Recently I was presented with a new opportunity for something that I have been wanting for so long, and just like last time I am terrified to take it. This time though I actually have the door open, and all I have to do is walk through the door, but that for some reason is hard to do. This happens to me almost every time, but this time I am farther along then I normally am. I honestly do not know why I am like this, it is as if I do not believe in myself as I should.
As I was stating in my last post that I started writing my first screenplay, but I have not written anything for it in the last two weeks. Life has been going yet, I am doubting weather or not that I actually can do. I think it is because I have gotten so used to rejection that I do not know how to take acceptance.
I really do not know what to do, but hopefully I will figure it out soon.
Hello, so I have not been writing for a while now, I have been trying to figure out what I had to say and how to say it. I must be honest I still do not know what to say or write, but I know that I need to if I want to be better than I was yesterday. The one thing that I have started doing is writing my first screenplay. I have not written anything for the last week or so, but I am trying to figure out how and what to say when I am writing every single scene. Something that I want to have accomplish by the end of summer is a first draft.
I do know that I have this to say, if you are afraid to do something you need to try it at least once. The reason I am saying this is because I am afraid to do a lot of things recently, for obvious reason, but I still want to try them. In life, you have to be willing to step out and try things. I must say the world is pretty much in a tail spin right now, and I am not sure where everything is going, or how it will end.
That is why I have finally decided to step and do something that I have always wanted to do. I have no clue what I am doing, but one thing I have learn so far is that I love it, and I would not trade that feeling for anything in the world, it is fun. Hopefully soon I will get back to doing these. Great week.

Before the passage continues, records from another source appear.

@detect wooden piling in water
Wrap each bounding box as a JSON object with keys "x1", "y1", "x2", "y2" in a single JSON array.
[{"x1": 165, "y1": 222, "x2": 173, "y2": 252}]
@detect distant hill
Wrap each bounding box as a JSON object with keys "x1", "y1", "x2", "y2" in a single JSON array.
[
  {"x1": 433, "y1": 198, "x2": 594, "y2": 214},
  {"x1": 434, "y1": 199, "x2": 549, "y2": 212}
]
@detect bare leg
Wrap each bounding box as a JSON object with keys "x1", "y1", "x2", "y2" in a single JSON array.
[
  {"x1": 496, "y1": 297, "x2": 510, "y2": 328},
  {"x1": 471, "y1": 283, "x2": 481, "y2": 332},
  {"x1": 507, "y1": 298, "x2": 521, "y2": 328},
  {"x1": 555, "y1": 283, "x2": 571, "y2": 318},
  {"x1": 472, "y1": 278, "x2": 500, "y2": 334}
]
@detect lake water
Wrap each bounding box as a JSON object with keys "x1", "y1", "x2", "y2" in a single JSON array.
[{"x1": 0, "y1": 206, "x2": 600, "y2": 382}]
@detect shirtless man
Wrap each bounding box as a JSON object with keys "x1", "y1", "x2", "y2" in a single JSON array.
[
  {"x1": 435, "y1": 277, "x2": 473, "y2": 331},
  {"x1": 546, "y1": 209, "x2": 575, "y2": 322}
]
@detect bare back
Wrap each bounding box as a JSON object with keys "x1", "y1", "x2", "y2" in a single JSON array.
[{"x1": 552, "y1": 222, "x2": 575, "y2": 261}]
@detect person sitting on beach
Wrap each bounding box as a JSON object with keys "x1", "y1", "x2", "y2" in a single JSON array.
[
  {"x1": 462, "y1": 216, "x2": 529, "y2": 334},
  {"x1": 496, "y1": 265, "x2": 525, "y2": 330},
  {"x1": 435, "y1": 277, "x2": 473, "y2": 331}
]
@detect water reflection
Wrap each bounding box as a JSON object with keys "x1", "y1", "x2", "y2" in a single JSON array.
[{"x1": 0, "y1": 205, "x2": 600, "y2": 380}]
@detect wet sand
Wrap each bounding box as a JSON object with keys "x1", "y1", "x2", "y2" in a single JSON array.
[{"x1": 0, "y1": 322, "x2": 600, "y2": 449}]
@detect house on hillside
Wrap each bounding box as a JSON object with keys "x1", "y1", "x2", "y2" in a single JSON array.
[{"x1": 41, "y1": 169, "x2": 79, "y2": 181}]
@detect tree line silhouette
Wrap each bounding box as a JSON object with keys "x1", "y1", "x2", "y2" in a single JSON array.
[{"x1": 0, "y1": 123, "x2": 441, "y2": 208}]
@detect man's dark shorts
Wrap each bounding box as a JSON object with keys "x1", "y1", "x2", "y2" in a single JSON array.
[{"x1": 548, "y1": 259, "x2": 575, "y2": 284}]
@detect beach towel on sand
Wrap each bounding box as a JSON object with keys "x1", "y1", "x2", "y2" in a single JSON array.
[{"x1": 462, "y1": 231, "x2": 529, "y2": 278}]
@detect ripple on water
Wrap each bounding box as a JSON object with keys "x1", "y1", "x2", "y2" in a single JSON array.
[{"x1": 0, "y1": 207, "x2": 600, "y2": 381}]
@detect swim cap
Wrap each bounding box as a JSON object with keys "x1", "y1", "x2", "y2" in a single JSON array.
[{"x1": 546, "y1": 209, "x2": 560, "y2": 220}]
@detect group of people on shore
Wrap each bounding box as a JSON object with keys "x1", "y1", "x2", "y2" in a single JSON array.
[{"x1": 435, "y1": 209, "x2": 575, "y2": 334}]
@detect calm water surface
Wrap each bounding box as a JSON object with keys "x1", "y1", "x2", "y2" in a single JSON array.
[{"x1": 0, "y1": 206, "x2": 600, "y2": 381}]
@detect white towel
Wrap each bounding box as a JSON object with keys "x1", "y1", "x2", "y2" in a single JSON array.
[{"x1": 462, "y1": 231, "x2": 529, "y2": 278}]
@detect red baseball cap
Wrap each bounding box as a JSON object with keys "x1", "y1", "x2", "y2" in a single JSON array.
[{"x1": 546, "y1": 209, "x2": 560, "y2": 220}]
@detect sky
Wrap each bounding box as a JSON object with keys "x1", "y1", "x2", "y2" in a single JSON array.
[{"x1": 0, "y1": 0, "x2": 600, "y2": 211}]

There has been a lot going on in the world now, and I honestly I do not know what to say. I have seen a lot in my 29 years on the earth, some good and some bad. I know people expect me act and say things a certain way because I am black, but to be honest I cannot find the words to say anything. What I have decided to do was to take action, and learn ways in which I can make things better.
I grew up with my mother working for the county jail, and I know how hard she works, but I also know how much harder she has to work because she is black. I also know how hard it is for African Americans with the police. I can honestly say just because he was black. My cousin went missing almost 15 years ago, and till this day we have no clue what happen to him. That’s Alabama
I really do not know what to say except that we need to make a change soon
This week has been one for the books, every time I thought that I was getting somewhere I am knock back down. This time it is taking me a, little longer to get back up. I am getting to a point in life that I do not know if I will ever get better. I am trying my hardest, but it never seems to work out for me. I keep asking myself what I am doing wrong, why is this always happening to me. The question I never used to have was am I good enough, now I am asking myself that, and to be honest I am starting to think that I am not. There is only so much rejection a person can take until they fully given up. I am trying not to get there, but I am getting closer and closer to that. It seems the more things appear to be going in one.
There is apart of me that feels like that I should feel bad for myself, but I cannot help that. It is hard to turn the other cheek and get back up again. There is only so much one person can take. Tomorrow might be better, but Today I just want it to be over.
I must say I just need to get some things off my chest. A lot has been going on, and I am just frustrated right now.